Antonio Carlos de Souza – Universidade Cruzeiro do Sul 
Celi Espasandin Lopes – Universidade Cruzeiro do Sul 
 
 
Resumo 
 
Neste trabalho apresentamos uma atividade relacionada ao ensino e a aprendizagem 
de Estatística, parte de nosso projeto de pesquisa de mestrado (em andamento) 
desenvolvido com a participação de 17 alunos de uma escola da rede municipal de 
educação da cidade de Suzano-SP. Desenvolvemos uma pesquisa com abordagem 
qualitativa e construímos os dados a partir da observação e intervenção no 
desenvolvimento das atividades relacionadas a um projeto estatístico sobre uma 
temática escolhida pelas crianças. O referencial teórico centra-se nos trabalhos de 
Batanero; Garfield e Gal; e Lopes. Da análise inicial evidencia-se uma ruptura com as 
crenças de que crianças em idade pré-escolar não têm condições de construir 
conceitos relacionados à Estatística. 
 
Palavras-chave: Estatística, Educação Infantil, ensino e aprendizagem. 
 
1. Introdução 
 
 O interesse do homem pela Estatística vem desde a Antigüidade. De acordo 
com Lopes (1998), antigas civilizações realizavam estudos estatísticos com o objetivo 
de colher informações sobre agricultura, nascimentos e mortalidade. Dessa forma, 
determinavam parâmetros para taxação e cobrança de impostos, assim como 
verificavam a quantidade de homens aptos para a guerra. 
 Na sociedade moderna, a importância da Estatística se faz presente. Grandes 
empresas, órgãos públicos e outras entidades se valem de informações estatísticas 
para tomarem decisões cujos resultados influenciam a vida de parte significativa da 
sociedade. Porém, tomar decisão não é algo restrito a uma empresa ou a um órgão 
público, é também inerente ao cidadão comum.
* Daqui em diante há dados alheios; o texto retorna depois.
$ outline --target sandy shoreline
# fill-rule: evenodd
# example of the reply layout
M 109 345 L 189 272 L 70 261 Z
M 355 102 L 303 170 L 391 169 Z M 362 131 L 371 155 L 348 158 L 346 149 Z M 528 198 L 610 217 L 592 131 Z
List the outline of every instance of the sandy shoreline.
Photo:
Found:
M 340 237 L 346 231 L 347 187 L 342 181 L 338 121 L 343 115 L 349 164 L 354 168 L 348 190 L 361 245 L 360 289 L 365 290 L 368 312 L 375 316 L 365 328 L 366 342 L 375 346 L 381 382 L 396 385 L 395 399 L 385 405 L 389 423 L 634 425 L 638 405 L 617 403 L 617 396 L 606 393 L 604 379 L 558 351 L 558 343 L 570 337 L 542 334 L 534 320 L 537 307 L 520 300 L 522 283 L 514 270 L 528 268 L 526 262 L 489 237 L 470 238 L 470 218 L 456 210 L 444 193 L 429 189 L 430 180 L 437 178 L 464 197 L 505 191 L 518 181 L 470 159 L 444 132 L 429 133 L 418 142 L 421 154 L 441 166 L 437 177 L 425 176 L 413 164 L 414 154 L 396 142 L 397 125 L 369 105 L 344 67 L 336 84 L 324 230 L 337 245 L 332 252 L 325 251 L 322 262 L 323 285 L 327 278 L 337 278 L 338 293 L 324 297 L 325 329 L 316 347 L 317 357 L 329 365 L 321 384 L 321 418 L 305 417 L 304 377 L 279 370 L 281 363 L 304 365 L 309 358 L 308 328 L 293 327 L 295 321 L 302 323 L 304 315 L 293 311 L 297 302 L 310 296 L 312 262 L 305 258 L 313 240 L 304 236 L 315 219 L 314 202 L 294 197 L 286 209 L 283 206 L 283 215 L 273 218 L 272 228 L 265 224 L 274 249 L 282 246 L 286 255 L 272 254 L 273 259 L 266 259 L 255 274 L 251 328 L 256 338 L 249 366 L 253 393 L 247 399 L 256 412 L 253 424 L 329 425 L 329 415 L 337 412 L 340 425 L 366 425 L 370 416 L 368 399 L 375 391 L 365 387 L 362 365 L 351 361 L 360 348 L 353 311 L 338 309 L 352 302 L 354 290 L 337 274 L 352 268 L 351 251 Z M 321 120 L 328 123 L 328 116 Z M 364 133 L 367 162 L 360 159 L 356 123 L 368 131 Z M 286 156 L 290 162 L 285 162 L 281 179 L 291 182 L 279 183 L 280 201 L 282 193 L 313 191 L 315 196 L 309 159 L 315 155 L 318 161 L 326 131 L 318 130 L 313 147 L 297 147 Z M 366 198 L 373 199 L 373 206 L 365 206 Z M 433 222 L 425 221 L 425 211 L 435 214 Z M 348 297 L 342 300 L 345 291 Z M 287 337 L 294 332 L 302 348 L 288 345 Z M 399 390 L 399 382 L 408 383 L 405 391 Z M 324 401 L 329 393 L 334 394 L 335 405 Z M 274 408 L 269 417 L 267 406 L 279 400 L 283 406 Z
Segundo Shaugnessy (apud Carvalho, 
2001), ser competente em Estatística é essencial aos cidadãos das sociedades atuais. 
Com tal competência, poderão ser críticos em relação à informação disponível na 
sociedade, podendo entender, se comunicar e tomar decisões com base nessa 
informação. 
 Ao homem moderno é exigido que tenha consigo desenvolvidas habilidades e 
competências para: ler; estabelecer relações; levantar e verificar hipóteses; interpretar; 
e argumentar. Para tanto é de grande importância que essas capacidades sejam 
desenvolvidas o mais cedo possível. Segundo Lopes (2003), “a sociedade da 
informação e conhecimento na qual nos encontramos inseridos apresenta-nos 
exigências que não são futuras, mas imediatas”. Dessa forma, acreditamos que o 
ensino de Estatística, raramente abordado na Educação Infantil e muitas vezes 
abordado de forma equivocada nos demais níveis da Educação Básica, possa trazer 
contribuições significativas para o desenvolvimento de tais habilidades e competências. 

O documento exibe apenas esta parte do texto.